As I threw out the last decoy right at shooting time I thought, I just did all this work and there won’t be a duck for 100 miles.

After several buddies rejected my invitation to hunt days before and some backouts the following morning, I decided I would go anyway. It was a long haul to the Mississippi River and the Wildlife Management Area I had in mind. The only way to get there and set up before legal shooting time was a 2:30 A.M. alarm and it came early. Switching off the alarm I wondered if I’d actually even slept, but the thought of missing my chance at something special in the flooded timber pulled me out of bed and pointed my nose toward the truck.

The road trip ended in an unlit  gravel and dirt parking lot. I was shocked that there wasn’t another soul in sight. The bordering river had recently flooded the timber and I felt confident that the bad winter storms up north had almost certainly pushed ducks into the area. For the first time in my life, I was apparently the only one that had come to this conclusion. I double checked that the WMA was open that day—it was—and unloaded my kayak at the locked gate. The kayak drag would be right at a mile before I hit water.

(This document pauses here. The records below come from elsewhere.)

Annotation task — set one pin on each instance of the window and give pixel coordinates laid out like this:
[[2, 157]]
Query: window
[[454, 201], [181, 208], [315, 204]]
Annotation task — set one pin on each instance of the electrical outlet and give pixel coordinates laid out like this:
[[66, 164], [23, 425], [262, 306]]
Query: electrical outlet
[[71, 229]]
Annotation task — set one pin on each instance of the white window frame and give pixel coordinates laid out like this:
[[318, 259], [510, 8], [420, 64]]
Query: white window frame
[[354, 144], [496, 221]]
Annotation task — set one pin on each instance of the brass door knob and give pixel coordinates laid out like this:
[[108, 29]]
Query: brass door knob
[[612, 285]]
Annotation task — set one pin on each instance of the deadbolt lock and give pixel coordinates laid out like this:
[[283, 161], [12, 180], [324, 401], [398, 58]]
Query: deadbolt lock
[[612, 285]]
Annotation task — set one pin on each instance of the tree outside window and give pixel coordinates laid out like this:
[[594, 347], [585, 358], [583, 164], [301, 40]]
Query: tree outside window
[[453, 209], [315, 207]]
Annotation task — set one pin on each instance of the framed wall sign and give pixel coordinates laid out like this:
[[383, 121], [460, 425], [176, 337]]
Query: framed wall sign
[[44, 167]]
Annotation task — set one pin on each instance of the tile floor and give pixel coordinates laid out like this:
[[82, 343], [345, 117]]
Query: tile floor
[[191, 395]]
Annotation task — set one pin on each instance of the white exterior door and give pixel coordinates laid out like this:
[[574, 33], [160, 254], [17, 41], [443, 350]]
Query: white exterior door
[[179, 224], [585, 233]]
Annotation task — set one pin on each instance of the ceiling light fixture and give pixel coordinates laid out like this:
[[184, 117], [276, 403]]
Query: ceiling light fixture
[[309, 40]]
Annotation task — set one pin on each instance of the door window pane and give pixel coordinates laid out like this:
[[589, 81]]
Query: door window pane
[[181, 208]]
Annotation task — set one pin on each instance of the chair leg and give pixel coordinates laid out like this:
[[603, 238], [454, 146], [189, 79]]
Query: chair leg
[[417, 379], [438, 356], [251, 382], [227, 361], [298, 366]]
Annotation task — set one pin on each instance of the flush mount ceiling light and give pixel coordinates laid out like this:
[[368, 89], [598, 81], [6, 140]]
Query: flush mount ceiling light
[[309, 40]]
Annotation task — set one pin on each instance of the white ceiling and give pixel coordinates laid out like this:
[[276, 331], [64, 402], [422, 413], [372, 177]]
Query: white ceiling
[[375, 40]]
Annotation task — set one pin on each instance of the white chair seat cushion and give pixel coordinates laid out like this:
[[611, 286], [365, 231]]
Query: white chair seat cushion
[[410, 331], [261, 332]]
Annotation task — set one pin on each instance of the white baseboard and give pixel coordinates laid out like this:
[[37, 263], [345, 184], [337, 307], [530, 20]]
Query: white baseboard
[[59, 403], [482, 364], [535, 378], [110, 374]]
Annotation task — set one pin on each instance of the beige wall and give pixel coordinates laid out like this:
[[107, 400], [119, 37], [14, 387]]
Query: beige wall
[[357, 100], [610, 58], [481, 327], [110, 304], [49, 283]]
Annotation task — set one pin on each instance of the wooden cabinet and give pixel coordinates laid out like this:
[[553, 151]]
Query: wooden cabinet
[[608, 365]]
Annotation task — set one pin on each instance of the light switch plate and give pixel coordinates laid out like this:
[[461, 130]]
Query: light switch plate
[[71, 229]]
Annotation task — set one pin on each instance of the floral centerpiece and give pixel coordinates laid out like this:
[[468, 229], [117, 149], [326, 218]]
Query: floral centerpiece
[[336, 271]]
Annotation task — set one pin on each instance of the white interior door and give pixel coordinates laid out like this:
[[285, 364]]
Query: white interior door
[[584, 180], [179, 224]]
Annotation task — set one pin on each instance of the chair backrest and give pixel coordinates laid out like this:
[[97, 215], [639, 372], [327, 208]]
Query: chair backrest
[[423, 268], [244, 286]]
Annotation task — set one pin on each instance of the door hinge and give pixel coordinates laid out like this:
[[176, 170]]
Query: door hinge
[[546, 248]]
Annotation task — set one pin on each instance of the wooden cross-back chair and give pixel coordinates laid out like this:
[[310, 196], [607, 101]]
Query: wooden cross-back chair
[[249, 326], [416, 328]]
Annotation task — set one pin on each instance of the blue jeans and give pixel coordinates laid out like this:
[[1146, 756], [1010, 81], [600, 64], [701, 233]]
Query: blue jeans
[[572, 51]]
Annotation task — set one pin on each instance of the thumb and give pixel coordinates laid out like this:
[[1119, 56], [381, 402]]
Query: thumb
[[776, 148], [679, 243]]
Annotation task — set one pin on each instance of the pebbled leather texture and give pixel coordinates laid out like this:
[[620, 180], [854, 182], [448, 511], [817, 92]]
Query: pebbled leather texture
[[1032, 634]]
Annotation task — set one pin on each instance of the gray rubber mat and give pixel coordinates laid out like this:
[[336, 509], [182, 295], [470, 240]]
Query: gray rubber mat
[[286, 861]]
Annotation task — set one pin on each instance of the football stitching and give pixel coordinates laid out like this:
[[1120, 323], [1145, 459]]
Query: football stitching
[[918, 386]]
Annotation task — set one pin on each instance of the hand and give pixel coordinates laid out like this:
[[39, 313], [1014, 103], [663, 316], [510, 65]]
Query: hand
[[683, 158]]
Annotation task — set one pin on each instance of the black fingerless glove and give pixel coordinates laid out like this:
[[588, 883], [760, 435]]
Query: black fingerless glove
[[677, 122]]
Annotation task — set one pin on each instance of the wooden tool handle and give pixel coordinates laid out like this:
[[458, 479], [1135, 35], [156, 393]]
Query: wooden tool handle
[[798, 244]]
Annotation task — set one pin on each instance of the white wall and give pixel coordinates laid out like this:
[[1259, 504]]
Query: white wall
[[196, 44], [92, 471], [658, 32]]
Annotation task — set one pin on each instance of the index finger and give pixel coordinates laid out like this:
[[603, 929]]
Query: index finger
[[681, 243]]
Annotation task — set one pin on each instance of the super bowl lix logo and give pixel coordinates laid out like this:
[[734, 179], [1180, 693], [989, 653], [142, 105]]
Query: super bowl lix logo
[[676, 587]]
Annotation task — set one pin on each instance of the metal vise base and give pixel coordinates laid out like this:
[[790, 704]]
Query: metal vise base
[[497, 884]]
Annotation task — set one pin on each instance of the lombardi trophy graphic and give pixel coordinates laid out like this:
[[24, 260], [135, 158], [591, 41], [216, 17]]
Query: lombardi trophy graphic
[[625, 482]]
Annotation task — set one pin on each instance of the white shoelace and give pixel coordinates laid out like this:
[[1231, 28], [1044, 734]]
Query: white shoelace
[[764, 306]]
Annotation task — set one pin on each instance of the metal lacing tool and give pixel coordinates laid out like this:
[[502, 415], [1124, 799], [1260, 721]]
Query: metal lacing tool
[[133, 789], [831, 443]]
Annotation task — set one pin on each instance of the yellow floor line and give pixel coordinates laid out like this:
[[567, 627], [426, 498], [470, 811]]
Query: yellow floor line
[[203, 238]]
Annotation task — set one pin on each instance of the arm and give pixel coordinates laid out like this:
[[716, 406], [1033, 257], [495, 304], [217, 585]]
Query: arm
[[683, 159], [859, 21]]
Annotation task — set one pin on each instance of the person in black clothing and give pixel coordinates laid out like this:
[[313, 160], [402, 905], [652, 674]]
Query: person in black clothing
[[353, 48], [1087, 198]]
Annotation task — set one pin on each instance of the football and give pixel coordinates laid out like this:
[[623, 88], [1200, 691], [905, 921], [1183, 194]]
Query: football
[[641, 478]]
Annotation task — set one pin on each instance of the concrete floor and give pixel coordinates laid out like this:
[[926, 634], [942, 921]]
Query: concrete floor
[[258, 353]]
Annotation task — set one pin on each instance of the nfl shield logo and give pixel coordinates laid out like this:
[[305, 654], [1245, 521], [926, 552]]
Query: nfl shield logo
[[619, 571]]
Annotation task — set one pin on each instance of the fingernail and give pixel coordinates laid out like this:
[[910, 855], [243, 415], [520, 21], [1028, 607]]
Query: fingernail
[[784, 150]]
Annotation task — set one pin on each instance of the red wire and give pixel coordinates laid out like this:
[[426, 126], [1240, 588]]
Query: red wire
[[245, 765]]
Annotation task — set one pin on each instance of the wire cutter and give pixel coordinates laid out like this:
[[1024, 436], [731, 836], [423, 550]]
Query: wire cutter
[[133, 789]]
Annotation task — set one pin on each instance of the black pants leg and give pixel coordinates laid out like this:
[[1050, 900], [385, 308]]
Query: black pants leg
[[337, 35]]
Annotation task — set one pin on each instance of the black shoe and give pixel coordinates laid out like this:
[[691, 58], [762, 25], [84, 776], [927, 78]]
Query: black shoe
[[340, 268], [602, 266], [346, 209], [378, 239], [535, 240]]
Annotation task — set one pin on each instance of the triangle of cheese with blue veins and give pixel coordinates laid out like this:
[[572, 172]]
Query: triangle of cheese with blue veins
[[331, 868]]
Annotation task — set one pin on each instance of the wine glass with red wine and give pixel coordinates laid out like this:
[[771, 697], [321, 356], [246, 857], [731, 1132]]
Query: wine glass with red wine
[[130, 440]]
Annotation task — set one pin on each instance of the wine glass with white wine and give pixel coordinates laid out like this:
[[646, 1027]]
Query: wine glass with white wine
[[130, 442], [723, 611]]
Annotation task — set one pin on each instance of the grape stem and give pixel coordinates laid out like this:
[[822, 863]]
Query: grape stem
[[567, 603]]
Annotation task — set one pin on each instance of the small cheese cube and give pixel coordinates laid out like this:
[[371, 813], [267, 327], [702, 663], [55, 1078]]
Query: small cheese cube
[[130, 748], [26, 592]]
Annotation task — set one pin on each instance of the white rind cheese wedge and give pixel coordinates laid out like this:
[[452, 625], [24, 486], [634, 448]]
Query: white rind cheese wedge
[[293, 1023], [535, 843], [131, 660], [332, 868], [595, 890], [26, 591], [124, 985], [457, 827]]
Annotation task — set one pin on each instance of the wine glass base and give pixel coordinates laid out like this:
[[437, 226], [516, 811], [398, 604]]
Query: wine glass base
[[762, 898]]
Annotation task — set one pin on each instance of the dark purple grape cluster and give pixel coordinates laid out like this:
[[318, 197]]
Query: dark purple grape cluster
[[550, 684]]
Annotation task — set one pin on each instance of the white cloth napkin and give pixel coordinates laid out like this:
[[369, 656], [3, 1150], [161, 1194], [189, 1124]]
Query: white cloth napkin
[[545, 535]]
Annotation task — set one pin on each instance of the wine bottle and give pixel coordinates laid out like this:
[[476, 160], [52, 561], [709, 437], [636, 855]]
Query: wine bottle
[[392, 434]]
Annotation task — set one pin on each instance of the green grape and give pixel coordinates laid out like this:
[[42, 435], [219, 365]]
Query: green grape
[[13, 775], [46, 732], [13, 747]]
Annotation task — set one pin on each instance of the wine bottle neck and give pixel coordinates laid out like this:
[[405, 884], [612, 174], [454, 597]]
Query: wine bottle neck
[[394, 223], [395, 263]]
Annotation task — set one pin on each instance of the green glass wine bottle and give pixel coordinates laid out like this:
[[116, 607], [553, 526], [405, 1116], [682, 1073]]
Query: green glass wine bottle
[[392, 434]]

Waders make less than stellar hiking boots, and kayaks don’t make great sleds on dry ground. 

After reaching floatable water, it would be another 400 yards to the reason for the kayak in the first place: a single drainage ditch, hidden under the knee-deep water. Only twice as wide as my 12-foot kayak was long but deep enough to leave your cap floating while you make your way back to the surface. Into the kayak I went. Thankfully, the float trip was extremely short because somewhere along the mile drag my paddle abandoned me just like the rest of my hunting party. Benelli really made a fine shotgun in the Super Black Eagle I, maybe one of the best waterfowl guns ever, but the shape is all wrong for efficient paddling. None-the-less I made it across the trench with my shotgun paddle, and began hiding the kayak and throwing out decoys.

My fears that all the sweat equity I had just poured into the morning’s adventure would be fruitless were settled. As that last decoy hit the water, I noticed it was light enough to just see the ripples reflecting on the surface. Another reflection caught my eye, this one in motion. I glanced up at 50 mallards backpedaling into the hole. It was a mad rush back to the tree line, then the show began. Another 50 mallards dropped in. Groups of teal buzzed the hole. Massive wads of wood ducks made hard banks through the trees and into shooting range. One group of 30 gadwalls worked in without hitting a wingbeat. It was just me, a wet shotgun, a hedge duck call I had made right before season; the waterfowler’s dream. It all happened without one other human being knowing it. 

I think often of that day, afraid of it never happening that way again. It was a tremendous amount of work for a one-man limit of ducks. If the goal was to kill stacks of ducks, it was a fabulous failure. But a pile of dead birds wasn’t the point. It seems we are so seldom alone in nature anymore. I’d argue that one of the greatest benefits of hunting is having a front row seat to witness moments like this—where God’s created glory is on full display.